Ese conflicto, aun sin ser explicado, llegó hasta la tercera generación. Cada vez que salía de la escuela, me veía frente a los bigotes de película mexicana de Cuquito, quien a esa hora bebía y oía rancheras junto al traganíquel del bar. Él siempre me llamaba, pero yo encajaba la mirada en la acera.
Por mucho tiempo evité enfrentarme a los ojos de Cuquito, que, según Lérida, tenían la misma mirada que los de Jorge Negrete. Hasta un día en que perdió la paciencia y cruzó la calle. Al abrazarme, derramó parte de su bebida sobre mi camisa. Luego bajó su bigote empavesado en alcohol hasta la altura de mi cara.
—¿Tú sabes que por tus venas corre la misma sangre que por las mías? —me preguntó.
Estuve un largo rato inmóvil. Como no sabía cuál de las dos respuestas le agradaría más, no me atrevía a decir nada. Mientras tanto recordé las historias de que a Berto, Ignacio y Cuquito les decían los Tres Villalobos y que habían tenido broncas legendarias con forasteros o gente del pueblo.
El Paradero de Camarones fue testigo en innumerables ocasiones de aquellas peleas, a los puños y hasta los tiros, donde los tres hijos menores de Claudio Yero combatían de la manera más temeraria, sin importar a cuántos enemigos se enfrentaban. Uno de los Villalobos me tenía ahora atrapado.
—¿Tú sabes que por tus venas corre la misma sangre que por las mías? —me volvió a preguntar.
Casi temblando, dije que sí con la cabeza. Entonces me dio un beso con su enorme bigote y me dijo que me quería mucho. Me dejó un horrible olor a aguardiente y a tabaco en la cara. Pero no me atreví a limpiarme aquel brochazo. Seguí con él durante toda la tarde.
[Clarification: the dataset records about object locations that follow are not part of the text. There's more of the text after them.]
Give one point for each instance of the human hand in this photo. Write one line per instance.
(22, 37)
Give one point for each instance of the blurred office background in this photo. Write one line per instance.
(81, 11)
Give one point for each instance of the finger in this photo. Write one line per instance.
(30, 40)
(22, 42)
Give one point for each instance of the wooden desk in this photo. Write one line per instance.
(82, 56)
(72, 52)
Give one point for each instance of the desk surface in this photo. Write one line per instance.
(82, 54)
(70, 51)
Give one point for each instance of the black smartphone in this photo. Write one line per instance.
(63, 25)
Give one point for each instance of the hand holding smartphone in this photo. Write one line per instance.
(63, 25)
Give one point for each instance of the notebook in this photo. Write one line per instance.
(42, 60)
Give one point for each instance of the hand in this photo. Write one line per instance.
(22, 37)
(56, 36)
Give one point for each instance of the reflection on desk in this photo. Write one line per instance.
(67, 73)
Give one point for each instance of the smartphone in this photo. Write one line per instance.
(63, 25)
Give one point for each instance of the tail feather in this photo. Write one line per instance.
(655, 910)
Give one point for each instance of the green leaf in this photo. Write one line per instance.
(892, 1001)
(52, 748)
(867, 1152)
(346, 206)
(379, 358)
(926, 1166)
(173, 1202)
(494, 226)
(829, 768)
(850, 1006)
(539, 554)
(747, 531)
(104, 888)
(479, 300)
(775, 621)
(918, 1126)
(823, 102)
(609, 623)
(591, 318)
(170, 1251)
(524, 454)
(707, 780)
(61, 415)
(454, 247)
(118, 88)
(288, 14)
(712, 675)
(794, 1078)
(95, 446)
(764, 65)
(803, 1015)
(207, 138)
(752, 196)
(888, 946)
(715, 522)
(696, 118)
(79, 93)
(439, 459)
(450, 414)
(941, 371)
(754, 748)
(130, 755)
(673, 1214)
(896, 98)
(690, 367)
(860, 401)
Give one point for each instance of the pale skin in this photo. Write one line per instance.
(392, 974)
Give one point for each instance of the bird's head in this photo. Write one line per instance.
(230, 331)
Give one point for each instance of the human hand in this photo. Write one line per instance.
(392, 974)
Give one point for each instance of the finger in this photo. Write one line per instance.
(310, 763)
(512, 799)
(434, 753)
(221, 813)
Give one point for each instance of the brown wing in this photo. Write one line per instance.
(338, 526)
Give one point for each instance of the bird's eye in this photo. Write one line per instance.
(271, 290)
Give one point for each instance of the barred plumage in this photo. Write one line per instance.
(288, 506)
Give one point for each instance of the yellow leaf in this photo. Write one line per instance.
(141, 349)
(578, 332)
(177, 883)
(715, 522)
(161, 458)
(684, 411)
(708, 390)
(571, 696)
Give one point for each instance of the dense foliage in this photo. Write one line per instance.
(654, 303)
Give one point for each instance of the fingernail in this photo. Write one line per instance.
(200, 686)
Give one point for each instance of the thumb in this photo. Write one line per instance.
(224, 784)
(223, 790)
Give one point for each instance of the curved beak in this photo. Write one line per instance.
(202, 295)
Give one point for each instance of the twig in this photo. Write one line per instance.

Nunca fui valiente, pero ese suceso me hizo menos cobarde. Una extraña seguridad en mí mismo se apoderó de mi cuerpo a partir de aquella tarde, después de admitirle a uno de los Tres Villalobos que por mis venas corría la misma sangre que por las suyas.
Una tarde lo vi caminar detrás de un hombre hacia la línea. Al verme, se detuvo y me hizo señas para que me alejara. Salí corriendo. Cuando tomé la suficiente distancia, miré hacia atrás y lo vi dando unos piñazos salvajes. Estaba muy borracho y se cayó más de una vez. 
Pero al final fue el otro el que no pudo volver a levantarse. Quedó tendido en el apartadero, mientras una multitud lo miraba en silencio. Al otro día, cuando me besó, tenía un golpe terrible en un ojo. Solo le quedaba la mitad de la mirada de Jorge Negrete.